Workshop:
Christina Sharpe
English, Tufts University
2017 Nellie Y. McKay Lecturer
In our changing climate, severe storms have become both aberrant and quotidian. Please join us for a conversation about “The Weather” and how the afterlife of slavery suffuses our present-day environment with Christina Sharpe, the 2017 Nellie Y. McKay Lecturer, and Cherene Sherrard-Johnson, IRH Senior Fellow. Light refreshments will be served, but feel free to bring along a bag lunch. RSVP to receive a copy of the relevant reading.
Christina Sharpe is Professor of English at Tufts University and the author of the award-winning In the Wake: On Blackness and Being and Monstrous Intimacies: Making Post-Slavery Subjects, both published by Duke University Press. Her research interests are in black visual culture, black diaspora studies, and feminist epistemologies, with a particular emphasis on black female subjectivity and black women artists.

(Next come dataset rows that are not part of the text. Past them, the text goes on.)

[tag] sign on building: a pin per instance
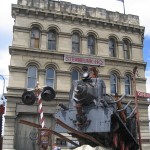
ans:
(143, 94)
(84, 60)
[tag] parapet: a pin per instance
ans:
(80, 11)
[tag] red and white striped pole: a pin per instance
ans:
(40, 106)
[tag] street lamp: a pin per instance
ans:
(3, 86)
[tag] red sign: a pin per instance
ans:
(143, 94)
(84, 60)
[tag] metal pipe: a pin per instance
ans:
(124, 107)
(136, 105)
(131, 113)
(3, 84)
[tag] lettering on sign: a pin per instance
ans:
(84, 60)
(143, 94)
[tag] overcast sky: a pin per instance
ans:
(135, 7)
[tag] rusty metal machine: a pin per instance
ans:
(96, 118)
(92, 116)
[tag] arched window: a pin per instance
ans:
(91, 44)
(127, 85)
(75, 43)
(32, 77)
(35, 38)
(75, 75)
(50, 77)
(126, 49)
(112, 47)
(52, 39)
(113, 83)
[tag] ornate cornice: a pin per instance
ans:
(81, 14)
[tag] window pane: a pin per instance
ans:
(113, 83)
(32, 72)
(50, 73)
(50, 76)
(50, 82)
(75, 43)
(31, 82)
(91, 44)
(126, 49)
(35, 37)
(112, 48)
(51, 45)
(127, 85)
(32, 77)
(52, 40)
(113, 89)
(75, 75)
(36, 43)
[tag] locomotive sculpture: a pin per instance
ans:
(107, 120)
(92, 116)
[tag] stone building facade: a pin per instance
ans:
(52, 40)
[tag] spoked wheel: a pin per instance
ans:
(122, 145)
(127, 147)
(115, 140)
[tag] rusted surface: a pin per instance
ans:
(51, 131)
(30, 123)
(119, 105)
(77, 132)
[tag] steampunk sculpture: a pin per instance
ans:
(96, 118)
(92, 116)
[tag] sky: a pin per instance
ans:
(135, 7)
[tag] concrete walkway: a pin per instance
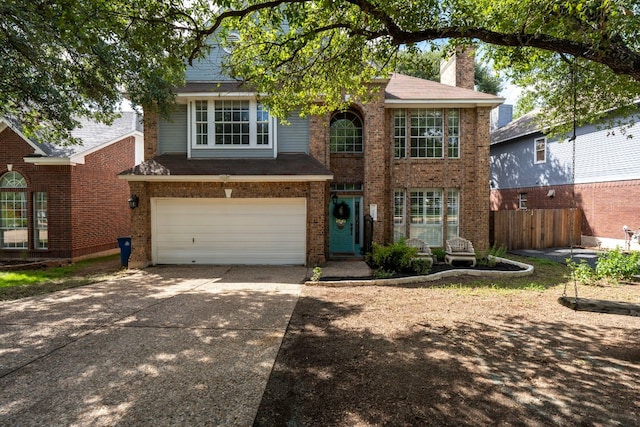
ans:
(190, 345)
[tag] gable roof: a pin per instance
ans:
(403, 90)
(522, 126)
(93, 136)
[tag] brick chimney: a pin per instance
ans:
(459, 69)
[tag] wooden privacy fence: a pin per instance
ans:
(536, 228)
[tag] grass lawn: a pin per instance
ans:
(24, 283)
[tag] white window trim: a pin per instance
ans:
(253, 127)
(535, 150)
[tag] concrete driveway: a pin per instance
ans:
(163, 346)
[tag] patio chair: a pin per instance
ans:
(423, 249)
(459, 249)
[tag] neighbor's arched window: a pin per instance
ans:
(346, 133)
(14, 232)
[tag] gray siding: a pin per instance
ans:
(294, 137)
(232, 153)
(172, 133)
(601, 155)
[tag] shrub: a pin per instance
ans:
(582, 271)
(617, 265)
(488, 257)
(421, 265)
(439, 253)
(317, 274)
(394, 258)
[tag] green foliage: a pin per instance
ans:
(439, 253)
(302, 51)
(617, 265)
(582, 271)
(20, 284)
(488, 257)
(67, 59)
(423, 64)
(421, 265)
(74, 58)
(486, 80)
(393, 258)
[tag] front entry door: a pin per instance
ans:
(344, 226)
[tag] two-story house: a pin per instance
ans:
(598, 174)
(226, 183)
(66, 201)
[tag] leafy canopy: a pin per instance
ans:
(71, 58)
(296, 50)
(65, 59)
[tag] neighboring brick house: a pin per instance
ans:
(225, 183)
(66, 202)
(532, 171)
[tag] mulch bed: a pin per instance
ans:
(436, 268)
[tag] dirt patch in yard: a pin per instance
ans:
(456, 355)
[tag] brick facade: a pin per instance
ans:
(381, 174)
(86, 204)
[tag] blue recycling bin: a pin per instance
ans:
(125, 250)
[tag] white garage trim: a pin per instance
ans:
(228, 231)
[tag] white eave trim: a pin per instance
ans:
(226, 178)
(444, 103)
(188, 96)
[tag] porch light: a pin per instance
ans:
(133, 201)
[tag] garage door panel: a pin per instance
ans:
(230, 231)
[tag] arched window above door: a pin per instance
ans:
(346, 133)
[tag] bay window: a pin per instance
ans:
(230, 124)
(14, 232)
(420, 133)
(426, 216)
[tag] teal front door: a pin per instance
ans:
(344, 226)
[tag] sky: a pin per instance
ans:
(510, 93)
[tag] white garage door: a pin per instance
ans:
(229, 231)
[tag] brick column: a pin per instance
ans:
(317, 224)
(140, 226)
(475, 201)
(376, 164)
(150, 133)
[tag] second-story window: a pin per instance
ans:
(230, 124)
(346, 133)
(453, 120)
(420, 133)
(427, 133)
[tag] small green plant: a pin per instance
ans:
(617, 265)
(381, 274)
(395, 258)
(582, 271)
(488, 257)
(439, 253)
(317, 274)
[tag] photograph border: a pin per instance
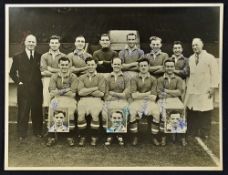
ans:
(146, 5)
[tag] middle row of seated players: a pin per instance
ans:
(129, 56)
(117, 91)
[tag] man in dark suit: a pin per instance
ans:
(25, 72)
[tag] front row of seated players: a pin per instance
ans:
(139, 96)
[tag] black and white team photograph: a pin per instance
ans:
(113, 87)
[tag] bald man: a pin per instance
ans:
(204, 78)
(25, 72)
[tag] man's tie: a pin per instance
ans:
(31, 57)
(197, 59)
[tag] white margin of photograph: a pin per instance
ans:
(218, 168)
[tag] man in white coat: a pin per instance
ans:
(203, 80)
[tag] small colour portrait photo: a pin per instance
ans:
(58, 121)
(117, 122)
(175, 122)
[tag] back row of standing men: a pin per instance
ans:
(202, 81)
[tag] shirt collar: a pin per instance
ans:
(119, 74)
(141, 75)
(166, 76)
(79, 52)
(65, 76)
(128, 48)
(201, 53)
(179, 57)
(51, 52)
(28, 52)
(94, 74)
(155, 53)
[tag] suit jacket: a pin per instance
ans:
(22, 70)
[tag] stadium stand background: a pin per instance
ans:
(169, 23)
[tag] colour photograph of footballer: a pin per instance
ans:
(113, 87)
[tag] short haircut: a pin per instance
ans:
(131, 34)
(177, 42)
(143, 59)
(118, 112)
(30, 35)
(169, 60)
(116, 58)
(79, 36)
(63, 58)
(155, 38)
(59, 111)
(90, 59)
(54, 37)
(105, 35)
(198, 39)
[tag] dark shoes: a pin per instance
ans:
(22, 140)
(82, 141)
(135, 141)
(108, 141)
(163, 141)
(183, 142)
(93, 141)
(70, 141)
(50, 142)
(156, 142)
(120, 140)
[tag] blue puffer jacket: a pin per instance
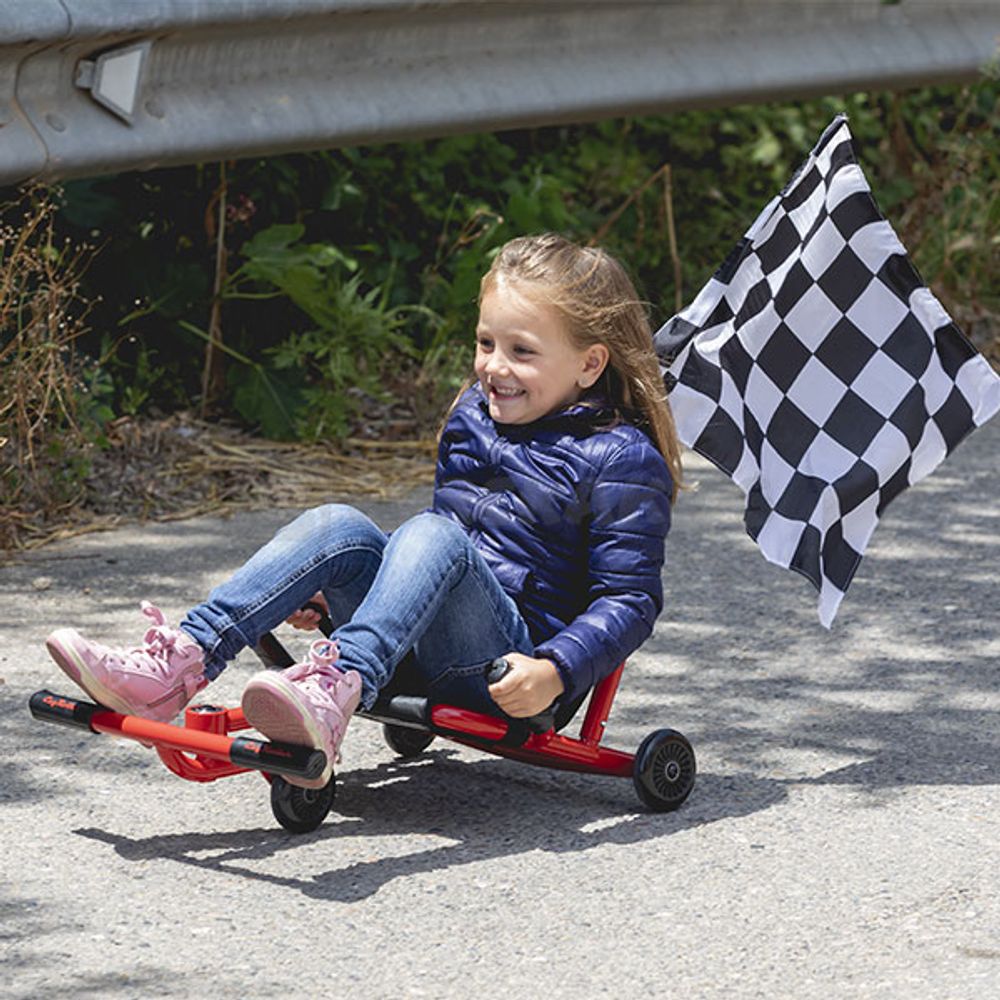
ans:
(571, 513)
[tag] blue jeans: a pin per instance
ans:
(423, 588)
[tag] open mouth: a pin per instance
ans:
(502, 392)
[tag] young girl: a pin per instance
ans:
(556, 472)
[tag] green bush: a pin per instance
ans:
(342, 269)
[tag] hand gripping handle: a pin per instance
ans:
(540, 723)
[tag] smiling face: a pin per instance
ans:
(526, 361)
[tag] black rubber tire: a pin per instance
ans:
(301, 810)
(406, 742)
(664, 770)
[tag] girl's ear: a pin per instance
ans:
(595, 360)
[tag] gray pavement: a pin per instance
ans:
(842, 840)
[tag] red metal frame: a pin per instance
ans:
(200, 749)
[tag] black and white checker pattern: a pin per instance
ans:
(820, 373)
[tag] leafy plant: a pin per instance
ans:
(342, 355)
(53, 407)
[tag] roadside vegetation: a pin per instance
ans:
(156, 327)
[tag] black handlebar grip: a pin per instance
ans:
(325, 623)
(540, 723)
(497, 670)
(278, 758)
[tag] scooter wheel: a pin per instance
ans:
(406, 742)
(663, 771)
(301, 810)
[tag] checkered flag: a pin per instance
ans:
(818, 371)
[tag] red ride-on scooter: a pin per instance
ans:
(203, 749)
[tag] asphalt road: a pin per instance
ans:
(843, 839)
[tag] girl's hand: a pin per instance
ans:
(308, 619)
(529, 688)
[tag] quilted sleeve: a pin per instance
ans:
(629, 517)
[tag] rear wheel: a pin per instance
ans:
(301, 810)
(664, 769)
(407, 742)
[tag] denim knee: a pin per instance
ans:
(429, 535)
(334, 520)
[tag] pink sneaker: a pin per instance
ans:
(309, 704)
(154, 680)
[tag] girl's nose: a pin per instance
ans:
(496, 363)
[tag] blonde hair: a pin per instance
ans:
(595, 296)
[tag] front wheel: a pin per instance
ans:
(301, 810)
(663, 771)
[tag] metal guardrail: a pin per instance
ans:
(235, 78)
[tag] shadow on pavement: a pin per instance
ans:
(482, 809)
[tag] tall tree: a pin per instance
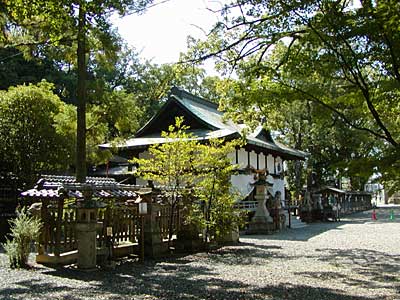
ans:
(28, 130)
(71, 20)
(341, 57)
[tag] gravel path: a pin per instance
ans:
(355, 259)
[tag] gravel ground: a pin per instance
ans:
(356, 258)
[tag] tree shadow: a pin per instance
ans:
(297, 234)
(370, 269)
(174, 279)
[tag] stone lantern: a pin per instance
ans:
(261, 221)
(86, 229)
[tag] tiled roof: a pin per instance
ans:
(208, 113)
(57, 187)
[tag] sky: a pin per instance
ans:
(160, 33)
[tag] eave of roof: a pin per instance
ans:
(207, 113)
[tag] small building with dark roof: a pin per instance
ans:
(206, 122)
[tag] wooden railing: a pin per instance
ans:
(124, 221)
(164, 220)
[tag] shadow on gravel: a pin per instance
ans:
(369, 269)
(175, 279)
(314, 229)
(297, 234)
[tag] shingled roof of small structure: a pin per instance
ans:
(207, 122)
(59, 187)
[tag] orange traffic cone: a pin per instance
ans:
(373, 215)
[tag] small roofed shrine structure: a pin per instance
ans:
(68, 208)
(260, 152)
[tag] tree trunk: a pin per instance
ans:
(81, 94)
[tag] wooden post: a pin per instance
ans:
(60, 206)
(141, 257)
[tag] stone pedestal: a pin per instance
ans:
(86, 235)
(153, 245)
(230, 238)
(86, 232)
(262, 222)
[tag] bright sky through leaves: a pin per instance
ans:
(160, 33)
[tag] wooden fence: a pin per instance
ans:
(58, 232)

Cherene Sherrard-Johnson is the Sally Mead Hands-Bascom Professor of English at the University of Wisconsin-Madison where she teaches nineteenth and twentieth century American and African American literature, cultural studies, and feminist theory. Recent publications include: A Companion to the Harlem Renaissance (Wiley 2015), Dorothy West’s Paradise: A Biography of Class and Color, “Insubordinate Islands and Coastal Chaos: Pauline Hopkins Literary Land/Seascapes” in Archipelagic American Studies (Duke 2017), and Vixen, a debut poetry collection forthcoming September 2017 from Autumn House Press.